Alim, a former member of President Ziaur Rahman’s cabinet, was indicted on 17 charges of crimes against humanity and genocide, reportedly committed during the 1971 Liberation War. Mostafizur, the 18th prosecution witness, also identified Alim as the “chief of the peace committee and razakar bahini of Jaipurhat” while narrating the detention and confinement of his father and others standing before the tribunal of justices Obaidul Hassan, Md Mozibur Rahman Miah and M Shahinur Islam.
Mostafizur, 58, said around 11am on May 26, 1971, Pakistani occupational forces, accompanied by peace committee members and razakars, came to his paternal uncle’s house.
Mostafizur, his father, uncles and two cousins, along with other villagers, managed to hide themselves in nearby bushes. After sometime, two Biharis, named Ahmed Kasai and Rashid, announced that the army would do them no harm and they had only come to form a peace committee.
Hearing the announcement, Mostafizur’s father, along with his uncles Yusuf Uddin Sarder and Yunus Uddin Sarder, returned to the house, where the Pakistani soldiers caught them.
His cousins, Mahbubur Rahman and Bazlar Rahman, followed the army to see where they were taken.
Mostafizur and his cousins then went to his maternal uncle, Abdul Quader Mondal, and informed him that his father and two uncles were detained at the Balighata Union Parishad, where the Pakistani army had set up a camp.

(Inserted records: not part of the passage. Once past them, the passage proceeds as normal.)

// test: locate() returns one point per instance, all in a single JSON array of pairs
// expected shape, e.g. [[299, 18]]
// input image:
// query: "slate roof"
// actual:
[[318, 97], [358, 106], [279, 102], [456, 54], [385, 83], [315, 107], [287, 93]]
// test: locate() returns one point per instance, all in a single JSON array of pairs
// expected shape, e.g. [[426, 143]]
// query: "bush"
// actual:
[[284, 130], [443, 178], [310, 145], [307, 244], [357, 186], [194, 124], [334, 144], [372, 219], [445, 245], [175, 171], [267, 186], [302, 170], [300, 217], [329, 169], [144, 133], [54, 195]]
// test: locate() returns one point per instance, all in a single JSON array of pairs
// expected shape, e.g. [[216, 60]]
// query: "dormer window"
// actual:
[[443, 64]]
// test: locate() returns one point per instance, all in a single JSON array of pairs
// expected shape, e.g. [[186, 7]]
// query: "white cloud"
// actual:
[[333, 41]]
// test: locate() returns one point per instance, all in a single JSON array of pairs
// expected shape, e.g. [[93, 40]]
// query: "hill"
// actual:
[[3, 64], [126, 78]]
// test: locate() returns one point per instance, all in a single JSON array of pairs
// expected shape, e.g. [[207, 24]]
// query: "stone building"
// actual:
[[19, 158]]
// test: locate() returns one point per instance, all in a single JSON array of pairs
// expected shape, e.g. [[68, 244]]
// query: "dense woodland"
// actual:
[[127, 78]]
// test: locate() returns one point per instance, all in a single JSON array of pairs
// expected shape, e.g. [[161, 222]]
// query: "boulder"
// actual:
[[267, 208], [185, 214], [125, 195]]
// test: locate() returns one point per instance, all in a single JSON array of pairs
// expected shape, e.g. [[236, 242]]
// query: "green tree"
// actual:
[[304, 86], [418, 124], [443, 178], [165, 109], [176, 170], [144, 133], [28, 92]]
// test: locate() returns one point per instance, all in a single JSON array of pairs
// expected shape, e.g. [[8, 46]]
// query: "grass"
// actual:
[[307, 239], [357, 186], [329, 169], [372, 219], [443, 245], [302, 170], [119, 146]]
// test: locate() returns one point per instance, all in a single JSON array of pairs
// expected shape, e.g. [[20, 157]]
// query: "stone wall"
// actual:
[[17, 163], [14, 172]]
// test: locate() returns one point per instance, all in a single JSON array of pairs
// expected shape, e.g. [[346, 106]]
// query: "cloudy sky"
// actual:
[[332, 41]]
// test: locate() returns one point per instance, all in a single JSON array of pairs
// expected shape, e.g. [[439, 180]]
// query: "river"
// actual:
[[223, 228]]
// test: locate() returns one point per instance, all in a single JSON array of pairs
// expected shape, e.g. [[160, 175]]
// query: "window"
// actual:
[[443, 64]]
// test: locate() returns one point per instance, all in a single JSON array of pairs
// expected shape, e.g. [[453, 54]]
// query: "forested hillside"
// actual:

“After that, my cousin, Kashem Sarder, talked to three peace committee men, who suggested that he talk to Alim, as he was the senior leader of the committee. My cousin went to Alim, and requested him to get my father and uncles released,”Mostafizur said. “But Alim told my cousin that since my father and uncles were pro-liberation, they couldn’t be released.” “On that same day, around 6:30pm, we heard gunshots. During the war, the Pakistani army used to kill people at a place near our house, and we assumed that our family members were shot dead. After that, we fled to India and returned home after independence,” Mostafiz told the tribunal.
On returning from India, based on information collected, they went to one Kali Saha’s pond site, and exhumed the bodies of his father and uncles, and reburied them following funeral rituals, he added.
Proceedings in the case will continue today.
The ICT, widely known as “war crimes tribunal”, was established in 2009 to try those accused of war crimes during the Liberation War.